第111話 9×9=81

 チュン、チュンチュン


 翌朝、雨は嘘の様に止んでいた。


「雨の音すごかったね。結構寝るのに苦労しちゃった。藤花は?」


「私って、意外と雨の音聞きながら寝るの好きだから、よく寝れたよ」


 そこへ美咲も起きてきた。


「おはようござ……あっー! 藤花さん、激しく寝癖がついてますよっ。あははっ!」


「えっ? あっ、本当だっ! 直さなきゃ!」


「でも藤花さん、激しくショート似合いますよねっ! 初めてですか?」


「うん。初めて。すごい軽いし、おすすめだよ!」


「私は似合わないだろうなぁ。藤花みたいには」


「激しく私も」


「激しくワシも♡」


「陣さんは坊主でいいよねーっ!」


「やだーん♡」


 陣平で和みながら、ブラック・ナイチンゲールの5人は、正男の朝食を頂く事にした。


「みなさん、おはようございます。今朝の朝食は和食です。召し上がって下さい。お昼はうどんを食べてエネルギー満タンで刀雷寺に向かいましょうっ!」


「腹が減っては戦できぬ、じゃな!」


「陣さんの言う通りっ! いっただきまーすっ! おいしそー!」


 ご飯に味噌汁に納豆に焼き魚。このメニューに全員がホッと心を癒された。戦い前のピリついた気持ちがフワァっと軽くなり、リラックスできた。


「ごちそうさまでした」


 食後、しばらくすると陣平がある物を和室に持ってきた。すると、すかさず藤花が食いついた。


「陣平さんっ、それって!」


「将棋盤じゃっ! 正男が指せるみたいなもんでな! 精神集中の為に一局頼んだんじゃ!」


「私、将棋好きなんですっ!」


「おおっ! そうかっ! クロちゃんも指せるのか?」


「もちろんですよ。私の藤花って名前も女流のタイトル『倉敷藤花くらしきとうか』からとってるんですからっ!」


「ほうっ! 倉敷藤花からかっ!」


「私の通ってる学校の将棋部は全国制覇してるんですよ!」


「全国制覇? まさか、あの将棋の天才、都田姉妹のいる学校なのか?」


「そうですよ。天流翔星てんるしょうせいですっ!」


「そうじゃったのか! わははっ!」


 天流翔星の都田姉妹とは、可愛さと将棋の強さを兼ね備えた、テレビでも特集が組まれる程の人気者。

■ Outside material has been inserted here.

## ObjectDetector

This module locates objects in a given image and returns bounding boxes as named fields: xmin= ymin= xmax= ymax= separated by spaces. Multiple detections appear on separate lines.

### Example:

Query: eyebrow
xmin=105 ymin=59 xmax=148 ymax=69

 えくれあ♡のデビュー作『合谷』にも登場した噂の天才姉妹なのだ。


 将棋の話題でひとしきり盛り上がった藤花と陣平は、自然と盤を挟んで向かい合った。


「クロちゃん、手加減はせんぞ」


「私だって! 本気でいきますよ」


 2人は盤の上に駒を並べ始めた。


 パチッ、パチッ、パチッ、


「藤花、将棋もできるとか、どんだけ頭いいわけ?」


 パチン


「イバラちゃんだってできるよ。私も指せるだけで、たいして強くはないし」


 パチン


「ワシは強いぞ! かかってこい!」


 2人は駒を並べ終えた。


 藤花の先手で対局が始まった。


「お願いします!」


「うむ。お願いしますじゃ!」


 戦型は矢倉やぐらへと進んだ。


 陣平の昔ながらの戦術に、藤花の現代感覚溢れる指し回しが牙を向く。


「ぐぬぬ! なんじゃ、その手は!」


 陣平がそう思うのも無理はない。将棋の歴史は、この10年で激動。


 AIの登場により、アマの棋力も格段に上がっている。既存の常識や棋理きりを覆す戦法や一手が、次々と誕生していた。


「あー! ワシの負けじゃいっ!」


 陣平が投了とうりょうした。


「ありがとうございました。楽しかったー!」


「クロちゃん、強いじゃないかっ! びっくりじゃ。ワシはこれでもアマ三段の実力はあるんじゃぞ」


「そうなんですね。私は将棋部には入らなかったんですけど、都田姉妹の千恵さんと指して結構いい勝負した事あるんです」


「姉の千恵ちゃんといい勝負? そりゃ強いわけじゃあ。なんでそれで将棋部入らんかったんじゃ?」


「ほ、他に大事な用があったんですよ……」

(放課後は杏子ちゃんとの大事な時間だったんだもん。杏子ちゃん、仇取るからね。見守ってて……)


 将棋を指して、戦意、集中力、共にアップした藤花だった。